Microbubble composition and the composition of the shell of the microbubble affects the half-life of the microbubbles, which in turn affects the ultrasonic absorption of tissues containing the microbubbles. Preferably, during the ablation procedure, microbubbles are present in the tissue to be ablated but not in adjacent structures of the body that lie in the path of the ultrasonic energy. The presence of microbubbles in myocardial tissue increases the rate of ultrasonic absorption in myocardial tissues compared to other tissues, such as venous tissue. Preferably, the half-life of the microbubbles is short, with an engineered half-life of less than one trip around the body. Thus, the half-life of the administered microbubbles would be sufficient to survive the relatively brief interval required for movement from the site of administration (such as the left atrium 22, left ventricle 18, aorta 26, or coronary artery 32) into the myocardial tissue 30, but not sufficient to survive a complete travel through the systemic circulation of the body.
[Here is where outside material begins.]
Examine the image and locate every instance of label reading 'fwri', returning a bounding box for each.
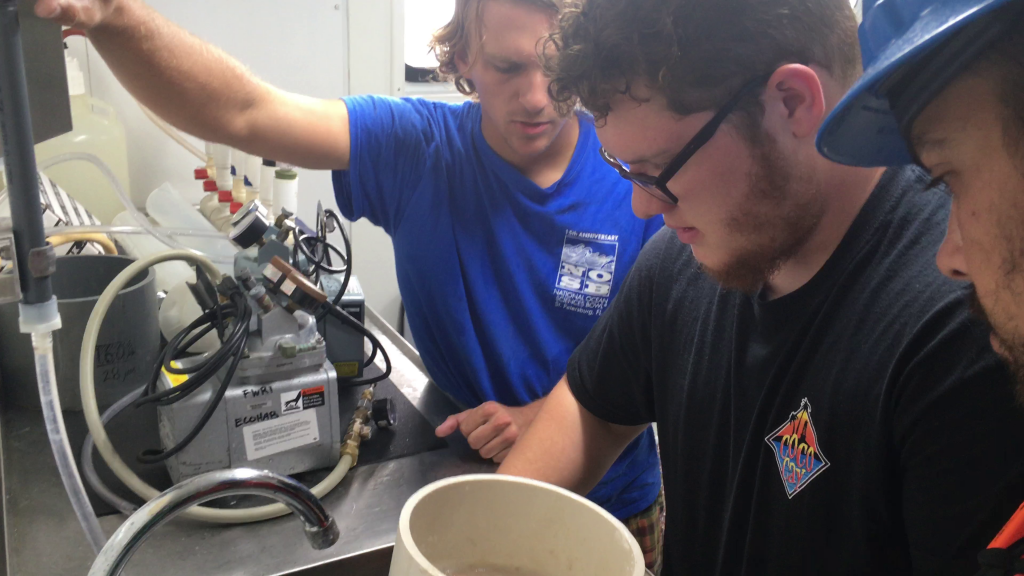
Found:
[242,410,319,461]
In a further variant of the procedure and apparatus discussed above, the imaging catheter 38 and imaging device 48 can be omitted. In this variant, the ultrasonic emitter is actuated at a predetermined time after administration of the microbubbles. This time is selected so that it corresponds to the time required for the microbubbles to pass from the site of administration to the tissue to be ablated.

A kit for performing the procedures discussed above desirably includes some or all of the apparatuses discussed above, together with the microbubbles.

INDUSTRIAL APPLICABILITY

The invention has applicability in the medical industry.